1973년 3월 3일 닉슨 대통령이 재무장관 및 연준의장과 나눈 대화에서 닉슨 대통령이 유럽은 앞으로 10, 15, 20년 안에 통합되어도 국내 여론이 (유럽 바깥에서의) 군사력 사용을 절대로 허용하지 않을 것이라서 강대국이 될 수 없다고 말했네요.
Nixon: The only purpose of this, unless it's going to—let, let me—let me be—let me just fold in the political thing. We're getting into Europe now; we'll be in it very heavily over the next few months about NATO and MBFR, and all—the European Security Conference. We're in a watershed period with regard to our relations to Europe. Now, the problem with Europe is that Europe today—and we've got to look at their psychology; leave out the economics—the Europeans are terribly frustrated, because the Germans can't have an international policy; they can only look outward because they have no power. The French are parochial; after they were kicked out of Algeria and Vietnam, they have nothing. The British take the world view only because they're British and have always thought big, and not just about Europe; they have thought internationally rather than in European terms. But here, but here they are, all of them now forced in a very—a lurch to the Left, also, in all of these countries. The Germans are already socialists, or at least have a soclalist-leaning government. The French may damn well get one this weekend.8 The Italians, of course, are being hit by the socialists. The British would be if they had an election today, but fortunately, their Labour government, the socialists, are so goddamn divided, and Heath is a decent fellow that he stands on.

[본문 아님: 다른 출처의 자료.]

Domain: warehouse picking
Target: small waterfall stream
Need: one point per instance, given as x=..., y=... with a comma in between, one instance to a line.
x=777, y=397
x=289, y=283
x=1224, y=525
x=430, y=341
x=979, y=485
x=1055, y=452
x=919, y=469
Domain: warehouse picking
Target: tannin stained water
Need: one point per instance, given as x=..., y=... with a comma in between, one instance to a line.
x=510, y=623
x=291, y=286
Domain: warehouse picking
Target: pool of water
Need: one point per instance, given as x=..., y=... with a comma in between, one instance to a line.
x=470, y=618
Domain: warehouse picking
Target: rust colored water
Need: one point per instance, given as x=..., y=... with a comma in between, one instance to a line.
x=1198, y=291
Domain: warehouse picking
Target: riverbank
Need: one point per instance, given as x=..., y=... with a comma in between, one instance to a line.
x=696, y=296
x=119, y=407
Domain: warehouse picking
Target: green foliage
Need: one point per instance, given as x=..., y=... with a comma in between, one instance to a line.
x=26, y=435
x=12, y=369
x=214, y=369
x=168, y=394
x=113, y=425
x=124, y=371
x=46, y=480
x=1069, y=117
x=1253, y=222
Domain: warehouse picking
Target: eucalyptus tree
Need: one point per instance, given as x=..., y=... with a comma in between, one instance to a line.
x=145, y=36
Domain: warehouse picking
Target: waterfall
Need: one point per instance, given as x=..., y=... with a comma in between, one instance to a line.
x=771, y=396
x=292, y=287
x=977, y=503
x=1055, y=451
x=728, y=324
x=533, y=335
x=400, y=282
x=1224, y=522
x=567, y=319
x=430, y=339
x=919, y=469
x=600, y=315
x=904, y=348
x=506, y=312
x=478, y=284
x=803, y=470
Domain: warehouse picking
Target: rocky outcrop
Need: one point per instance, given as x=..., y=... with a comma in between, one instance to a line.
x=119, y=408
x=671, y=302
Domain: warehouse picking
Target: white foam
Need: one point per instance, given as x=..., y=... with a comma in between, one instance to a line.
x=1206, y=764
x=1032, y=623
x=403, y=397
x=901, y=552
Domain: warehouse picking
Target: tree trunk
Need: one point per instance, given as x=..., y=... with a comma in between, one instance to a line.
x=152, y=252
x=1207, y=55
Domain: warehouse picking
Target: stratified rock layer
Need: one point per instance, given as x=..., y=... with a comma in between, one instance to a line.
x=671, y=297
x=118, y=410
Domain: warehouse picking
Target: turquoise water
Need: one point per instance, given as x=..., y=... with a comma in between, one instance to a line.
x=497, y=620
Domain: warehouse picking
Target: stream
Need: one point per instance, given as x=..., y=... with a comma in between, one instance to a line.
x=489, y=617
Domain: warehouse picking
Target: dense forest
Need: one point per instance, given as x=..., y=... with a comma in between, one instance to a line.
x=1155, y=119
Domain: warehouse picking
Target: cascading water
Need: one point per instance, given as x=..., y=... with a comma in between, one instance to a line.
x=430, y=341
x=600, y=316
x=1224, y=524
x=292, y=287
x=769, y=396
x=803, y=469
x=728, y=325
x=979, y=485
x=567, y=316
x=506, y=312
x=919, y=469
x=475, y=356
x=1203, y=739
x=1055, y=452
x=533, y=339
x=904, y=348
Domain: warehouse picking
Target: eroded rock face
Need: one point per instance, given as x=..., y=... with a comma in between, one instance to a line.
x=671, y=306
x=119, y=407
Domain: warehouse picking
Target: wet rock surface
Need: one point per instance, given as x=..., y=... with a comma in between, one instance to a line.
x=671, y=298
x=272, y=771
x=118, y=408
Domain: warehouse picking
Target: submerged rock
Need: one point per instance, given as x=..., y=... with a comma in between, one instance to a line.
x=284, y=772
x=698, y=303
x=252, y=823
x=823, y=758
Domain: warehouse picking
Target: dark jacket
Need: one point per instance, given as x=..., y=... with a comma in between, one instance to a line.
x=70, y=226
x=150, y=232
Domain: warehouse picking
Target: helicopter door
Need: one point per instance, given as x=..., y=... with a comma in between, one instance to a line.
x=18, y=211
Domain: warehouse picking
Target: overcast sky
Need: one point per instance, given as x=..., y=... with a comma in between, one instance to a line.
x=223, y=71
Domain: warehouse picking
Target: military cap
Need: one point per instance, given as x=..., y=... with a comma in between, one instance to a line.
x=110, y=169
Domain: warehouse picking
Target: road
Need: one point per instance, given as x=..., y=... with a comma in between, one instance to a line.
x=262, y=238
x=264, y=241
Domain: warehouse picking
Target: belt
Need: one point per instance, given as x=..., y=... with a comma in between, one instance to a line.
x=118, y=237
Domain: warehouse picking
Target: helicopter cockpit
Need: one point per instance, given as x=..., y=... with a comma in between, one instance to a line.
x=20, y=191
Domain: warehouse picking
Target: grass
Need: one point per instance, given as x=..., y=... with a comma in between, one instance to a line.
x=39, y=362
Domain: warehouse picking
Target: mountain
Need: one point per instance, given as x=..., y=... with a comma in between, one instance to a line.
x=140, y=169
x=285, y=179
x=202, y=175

All right, looking at the mess that's in Europe, and it is a mess in my opinion, politically they're concerned about our deal in a month with Russia, which we're going to have when I—we're gonna have another meeting with the Russians later this year. The—I'm trying to put the political factors into context here. You have to realize that when the European leaders—oh, like Heath—comes here, he loves to talk about, "Oh, how was your trip to China?" He likes to talk about the Russian arms, what we're going to do about [unclear] of course he does. And what's going to happen in the Mideast, and what can we do. But he knows, as he talks to me, that what the British do doesn't make a damn bit of a difference in the world anymore. It's too bad, but it's true. What they do in Europe might, but not in the world. And he knows, too, that even if Europe united—which is, of course, a likelihood 10, 15, 20 years from now—more politically than it is today, that they aren't going to be a major factor, because they're never going to have the domestic opinion to have the punch-crunch power in a military sense that will make them a major factor. They know that what really matters is what—today is what the U.S. talks as says to Russia, and 10 years from now what we may say to China, so forth and so on.